Nell’ambito del procedimento per la Regione Veneto la questione avrebbe dovuto essere dichiarata infondata in quanto la disposizione regionale impugnata avrebbe garantito garantito un ordinato assetto del territorio e non avrebbe regolamento puntuali ipotesi di distanze tra edifici isolati.

Nella sentenza la Corte precisa che alle Regioni è consentito fissare limiti in deroga alle distanze minime stabilite nelle normative statali, solo a condizione che la deroga sia giustificata dall’esigenza di soddisfare interessi pubblici legati al governo del territorio.
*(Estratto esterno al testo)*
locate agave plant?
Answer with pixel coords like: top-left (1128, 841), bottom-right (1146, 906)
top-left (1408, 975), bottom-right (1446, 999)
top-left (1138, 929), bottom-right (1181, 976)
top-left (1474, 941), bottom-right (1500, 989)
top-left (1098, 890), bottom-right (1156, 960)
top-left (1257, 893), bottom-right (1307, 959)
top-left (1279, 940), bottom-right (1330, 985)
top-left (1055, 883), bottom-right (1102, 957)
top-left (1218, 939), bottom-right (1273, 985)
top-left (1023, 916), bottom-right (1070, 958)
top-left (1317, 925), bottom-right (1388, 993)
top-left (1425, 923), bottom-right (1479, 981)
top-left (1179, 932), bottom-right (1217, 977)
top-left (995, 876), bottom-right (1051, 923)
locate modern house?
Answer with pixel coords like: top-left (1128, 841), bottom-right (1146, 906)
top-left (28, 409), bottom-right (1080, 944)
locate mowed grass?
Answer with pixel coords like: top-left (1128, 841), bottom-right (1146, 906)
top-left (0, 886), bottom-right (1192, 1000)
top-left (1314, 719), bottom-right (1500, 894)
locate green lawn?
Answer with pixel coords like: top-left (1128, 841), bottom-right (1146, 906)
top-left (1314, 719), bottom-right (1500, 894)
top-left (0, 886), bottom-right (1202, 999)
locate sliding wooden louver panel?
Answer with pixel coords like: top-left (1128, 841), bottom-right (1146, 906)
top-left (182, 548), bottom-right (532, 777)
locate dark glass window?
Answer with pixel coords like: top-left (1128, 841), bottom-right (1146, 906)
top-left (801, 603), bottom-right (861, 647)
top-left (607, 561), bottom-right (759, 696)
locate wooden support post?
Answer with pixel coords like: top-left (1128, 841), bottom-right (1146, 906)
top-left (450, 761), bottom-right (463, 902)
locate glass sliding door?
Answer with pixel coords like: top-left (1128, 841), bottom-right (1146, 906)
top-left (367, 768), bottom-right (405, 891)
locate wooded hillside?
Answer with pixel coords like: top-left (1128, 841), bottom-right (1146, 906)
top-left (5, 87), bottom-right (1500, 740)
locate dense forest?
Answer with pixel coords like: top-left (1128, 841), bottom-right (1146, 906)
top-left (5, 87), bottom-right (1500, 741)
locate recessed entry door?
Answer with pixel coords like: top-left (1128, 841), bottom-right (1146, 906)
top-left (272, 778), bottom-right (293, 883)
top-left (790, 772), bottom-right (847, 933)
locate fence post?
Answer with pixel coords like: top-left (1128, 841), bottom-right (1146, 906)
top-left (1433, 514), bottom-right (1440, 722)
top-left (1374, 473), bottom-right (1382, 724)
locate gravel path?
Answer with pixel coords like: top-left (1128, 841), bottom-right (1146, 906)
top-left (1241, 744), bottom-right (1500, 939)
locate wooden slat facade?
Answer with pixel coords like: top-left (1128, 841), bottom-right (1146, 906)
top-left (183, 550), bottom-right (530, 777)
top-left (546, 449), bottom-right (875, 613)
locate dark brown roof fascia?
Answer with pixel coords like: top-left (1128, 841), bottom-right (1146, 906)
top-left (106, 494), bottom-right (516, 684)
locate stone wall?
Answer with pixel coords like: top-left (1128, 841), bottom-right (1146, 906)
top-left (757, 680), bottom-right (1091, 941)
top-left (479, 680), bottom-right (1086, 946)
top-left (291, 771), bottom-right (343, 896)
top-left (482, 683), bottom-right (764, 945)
Da un lato, dunque, non può essere del tutto esclusa una competenza legislativa regionale relativa alle distanze tra gli edifici, dall’altro essa, interferendo con l’ordinamento civile, è rigorosamente circoscritta dal suo scopo.

La deroga alla disciplina delle distanze realizzata dagli strumenti urbanistici deve, in conclusione, ritenersi legittima sempre che faccia riferimento ad una pluralità di fabbricati (“gruppi di edifici”) e sia fondata su previsioni planovolumetriche che evidenzino, cioè, una capacità progettuale tale da definire i rapporti spazio-dimensionali e architettonici delle varie costruzioni considerate come fossero un edificio unitario.

Una tale conclusione non può essere estesa al riferimento che la norma censurata fa agli “interventi disciplinati puntualmente”, corrispondente alla lettera b) del comma 3, dell’art. 17, della legge regionale n. 11 del 2004. L’espressione utilizzata, infatti, appare in contrasto con lo stringente contenuto che dovrebbe assumere una previsione siffatta, destinata a legittimare deroghe al di fuori di una adeguata pianificazione urbanistica.

Limitatamente ai suddetti interventi, la Corte ha dichiarato l’illegittimità costituzionale della norma censurata, perché legittima deroghe alla disciplina delle distanze tra fabbricati al di fuori dell’ambito della competenza regionale concorrente in materia di governo del territorio, in violazione del limite dell’ordinamento civile assegnato alla competenza legislativa esclusiva dello Stato.